Ubuntu 12.04 review

Canonical has packed in a HUD-based interface, bundled open source software, and increased security/software support from three to five years. We find out if it's enough to tempt enterprise users to Ubuntu.

Where Ubuntu 12.04 edges out CentOS 6.2 is its out-of-the-box support for newer hardware. Whereas Red Hat and the CentOS team take a conservative approach to hardware support, Ubuntu 12.04, by virtue of its desktop roots, is quicker on the ball, saving system administrators time.

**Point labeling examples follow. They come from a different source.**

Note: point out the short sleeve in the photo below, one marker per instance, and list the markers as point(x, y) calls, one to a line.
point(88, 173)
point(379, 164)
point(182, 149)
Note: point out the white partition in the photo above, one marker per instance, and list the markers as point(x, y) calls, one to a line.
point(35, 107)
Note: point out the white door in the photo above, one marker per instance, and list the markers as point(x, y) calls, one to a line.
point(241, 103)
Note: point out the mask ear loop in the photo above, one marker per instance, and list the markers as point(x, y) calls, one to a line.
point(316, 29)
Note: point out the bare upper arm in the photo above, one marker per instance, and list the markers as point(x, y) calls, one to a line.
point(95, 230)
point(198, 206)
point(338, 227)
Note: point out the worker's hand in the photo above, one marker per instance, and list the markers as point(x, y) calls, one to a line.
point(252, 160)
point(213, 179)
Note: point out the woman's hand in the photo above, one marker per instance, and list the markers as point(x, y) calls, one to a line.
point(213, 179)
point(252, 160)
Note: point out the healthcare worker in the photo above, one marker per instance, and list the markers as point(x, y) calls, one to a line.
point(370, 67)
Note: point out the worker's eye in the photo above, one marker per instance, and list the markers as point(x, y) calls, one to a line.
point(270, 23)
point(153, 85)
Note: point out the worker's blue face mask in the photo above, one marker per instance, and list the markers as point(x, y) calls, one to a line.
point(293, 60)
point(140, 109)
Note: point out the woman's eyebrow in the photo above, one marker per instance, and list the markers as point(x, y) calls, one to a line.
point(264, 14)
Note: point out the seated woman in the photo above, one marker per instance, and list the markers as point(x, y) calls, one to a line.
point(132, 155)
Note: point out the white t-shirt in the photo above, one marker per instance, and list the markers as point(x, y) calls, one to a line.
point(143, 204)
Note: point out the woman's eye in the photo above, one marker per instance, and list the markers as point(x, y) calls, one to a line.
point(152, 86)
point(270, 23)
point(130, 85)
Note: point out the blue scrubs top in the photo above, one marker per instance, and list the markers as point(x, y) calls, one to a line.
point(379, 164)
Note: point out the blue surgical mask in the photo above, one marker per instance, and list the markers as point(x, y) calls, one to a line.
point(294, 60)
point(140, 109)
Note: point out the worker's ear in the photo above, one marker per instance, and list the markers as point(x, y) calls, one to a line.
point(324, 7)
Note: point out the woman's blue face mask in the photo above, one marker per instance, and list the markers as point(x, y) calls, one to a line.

The biggest advantage Ubuntu 12.04 has over CentOS is that it has predictable release dates. CentOS on the other hand is made up of a large group of volunteers who work on repackaging software after Red Hat releases the source to its Red Hat Enterprise Linux distribution. Recent history shows timely, predictable releases are lacking.


Canonical has pulled out all the stops with Ubuntu 12.04. The integration of software such as Unity, its HUD, Software Centre and Ubuntu One is well done. The operating system is cohesive and combines performance along with eye-candy to offer a good user experience. The five year support also makes it attractive to enterprises.

Long-time Linux users may not like the interface changes, but Canonical needed to differentiate 12.04 from other distributions.

When contrasted with Microsoft's Windows and Apple's Mac OS X, Ubuntu 12.04 is free and just as stable. Canonical's work to improve the fit and finish of Ubuntu has reached a stage where the decision to move over depends on whether you can find Linux versions or alternatives of applications used on Windows or Mac OS X.

ITPRO Value award


Although Ubuntu 12.04 is dominated by Unity, support services such as Ubuntu One and Software Centre play a big role in making this the most complete Linux-based desktop operating system available.